I have an RDD of the following format and would like to convert it into a LabeledPoint RDD in order to process it in mllib :

Test: RDD[(Int, Seq[Double])] = Array((1,List(1.0,3.0,8.0),(2,List(3.0, 3.0,8.0),(1,List(2.0,3.0,7.0),(1,List(5.0,5.0,9.0))

I tried with map

import org.apache.spark.mllib.linalg.{Vector, Vectors}
import org.apache.spark.mllib.regression.LabeledPoint
Test.map(x=> LabeledPoint(x._1, Vectors.sparse(x._2)))

but I get this error

mllib.linalg.Vector cannot be applied to (Seq[scala.Double])

So presumably the Seq element needs to be converted first but I don't know into what.

zero323
  • 322,348
  • 103
  • 959
  • 935
ulrich
  • 3,547
  • 5
  • 35
  • 49

2 Answers2

1

There are a few problems here:

  • label should be Double not Int
  • SparseVector requires number of elements, indices and values
  • none of the vector constructors accepts list of Double
  • your data looks dense not sparse

One possible solution:

val rdd = sc.parallelize(Array(
    (1, List(1.0,3.0,8.0)),
    (2, List(3.0, 3.0,8.0)),
    (1, List(2.0,3.0,7.0)),
    (1, List(5.0,5.0,9.0))))

rdd.map { case (k, vs) => 
  LabeledPoint(k.toDouble, Vectors.dense(vs.toArray))
}

and another:

rdd.collect { case (k, v::vs) =>
  LabeledPoint(k.toDouble, Vectors.dense(v, vs: _*)) }
zero323
  • 322,348
  • 103
  • 959
  • 935
1

As you can notice in LabeledPoint's documentation its constructor receives a Double as a label and a Vector as features (DenseVector or SparseVector). However, if you take a look in both inherited classes' constructors they receive an Array, therefore you need to convert your Seq to Array.

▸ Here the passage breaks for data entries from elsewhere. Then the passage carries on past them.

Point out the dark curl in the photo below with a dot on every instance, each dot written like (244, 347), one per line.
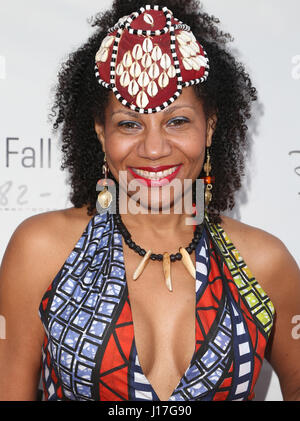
(228, 93)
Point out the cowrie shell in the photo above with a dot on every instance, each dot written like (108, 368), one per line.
(143, 80)
(133, 88)
(135, 69)
(127, 59)
(102, 55)
(146, 60)
(152, 89)
(119, 69)
(153, 71)
(106, 43)
(148, 19)
(191, 50)
(163, 80)
(197, 64)
(201, 60)
(137, 52)
(142, 100)
(165, 61)
(181, 40)
(125, 79)
(147, 45)
(171, 72)
(185, 51)
(187, 63)
(156, 53)
(184, 35)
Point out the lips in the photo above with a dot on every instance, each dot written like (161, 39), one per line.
(155, 169)
(155, 176)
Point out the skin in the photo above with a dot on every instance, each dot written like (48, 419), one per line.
(41, 244)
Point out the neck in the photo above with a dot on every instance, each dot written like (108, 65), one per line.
(158, 222)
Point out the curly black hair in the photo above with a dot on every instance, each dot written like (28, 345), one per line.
(228, 92)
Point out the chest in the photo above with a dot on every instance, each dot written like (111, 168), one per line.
(164, 321)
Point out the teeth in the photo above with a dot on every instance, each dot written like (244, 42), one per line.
(148, 19)
(155, 175)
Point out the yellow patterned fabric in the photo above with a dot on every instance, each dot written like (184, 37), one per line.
(258, 301)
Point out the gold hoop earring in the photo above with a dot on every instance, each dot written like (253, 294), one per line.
(104, 197)
(208, 180)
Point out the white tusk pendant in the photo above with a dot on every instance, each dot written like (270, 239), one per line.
(167, 270)
(187, 261)
(141, 265)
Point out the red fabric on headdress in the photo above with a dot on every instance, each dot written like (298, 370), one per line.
(148, 57)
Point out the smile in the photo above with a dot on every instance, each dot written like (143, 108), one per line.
(153, 175)
(156, 176)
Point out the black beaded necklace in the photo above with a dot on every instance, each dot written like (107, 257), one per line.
(131, 244)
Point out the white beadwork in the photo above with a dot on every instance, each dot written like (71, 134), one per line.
(171, 72)
(152, 89)
(125, 79)
(137, 52)
(148, 19)
(142, 100)
(106, 43)
(127, 59)
(143, 79)
(120, 69)
(187, 63)
(133, 88)
(156, 53)
(165, 61)
(135, 69)
(153, 71)
(163, 80)
(147, 45)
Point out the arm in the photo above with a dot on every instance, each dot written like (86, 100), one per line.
(279, 276)
(283, 351)
(23, 279)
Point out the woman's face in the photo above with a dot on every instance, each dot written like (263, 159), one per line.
(156, 149)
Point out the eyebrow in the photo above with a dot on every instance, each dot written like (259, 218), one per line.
(135, 114)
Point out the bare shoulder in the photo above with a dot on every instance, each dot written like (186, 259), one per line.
(43, 242)
(265, 254)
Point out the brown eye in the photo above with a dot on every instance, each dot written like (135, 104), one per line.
(178, 121)
(129, 124)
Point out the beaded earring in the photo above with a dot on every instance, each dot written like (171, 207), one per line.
(104, 197)
(208, 179)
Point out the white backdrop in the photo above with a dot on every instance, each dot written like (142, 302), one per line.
(36, 36)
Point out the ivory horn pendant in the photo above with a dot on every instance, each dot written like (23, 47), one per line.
(187, 261)
(167, 270)
(141, 265)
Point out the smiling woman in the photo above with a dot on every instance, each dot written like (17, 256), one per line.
(144, 306)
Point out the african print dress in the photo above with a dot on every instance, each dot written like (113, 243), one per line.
(89, 350)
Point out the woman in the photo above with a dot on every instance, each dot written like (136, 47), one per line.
(143, 306)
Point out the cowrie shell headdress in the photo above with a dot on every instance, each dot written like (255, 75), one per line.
(147, 58)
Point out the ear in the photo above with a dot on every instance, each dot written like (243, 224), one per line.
(210, 129)
(99, 129)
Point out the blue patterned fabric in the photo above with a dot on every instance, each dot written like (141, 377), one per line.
(89, 351)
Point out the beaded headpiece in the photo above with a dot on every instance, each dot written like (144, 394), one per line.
(148, 57)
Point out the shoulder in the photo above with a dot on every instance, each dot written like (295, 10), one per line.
(266, 255)
(40, 244)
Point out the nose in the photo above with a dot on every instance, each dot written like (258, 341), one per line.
(154, 144)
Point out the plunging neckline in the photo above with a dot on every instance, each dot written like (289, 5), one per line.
(134, 347)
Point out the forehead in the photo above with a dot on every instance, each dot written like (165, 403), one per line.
(188, 98)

import org.apache.spark.mllib.linalg.{Vector, Vectors, DenseVector}
import org.apache.spark.mllib.regression.LabeledPoint

val rdd = sc.parallelize(Array((1, Seq(1.0,3.0,8.0)), 
                               (2, Seq(3.0, 3.0,8.0)),
                               (1, Seq(2.0,3.0, 7.0)),
                               (1, Seq(5.0, 5.0, 9.0))))
val x = rdd.map{
    case (a: Int, b:Seq[Double]) => LabeledPoint(a, new DenseVector(b.toArray))
}

x.take(2).foreach(println)

//(1.0,[1.0,3.0,8.0])
//(2.0,[3.0,3.0,8.0])
Alberto Bonsanto
  • 17,556
  • 10
  • 64
  • 93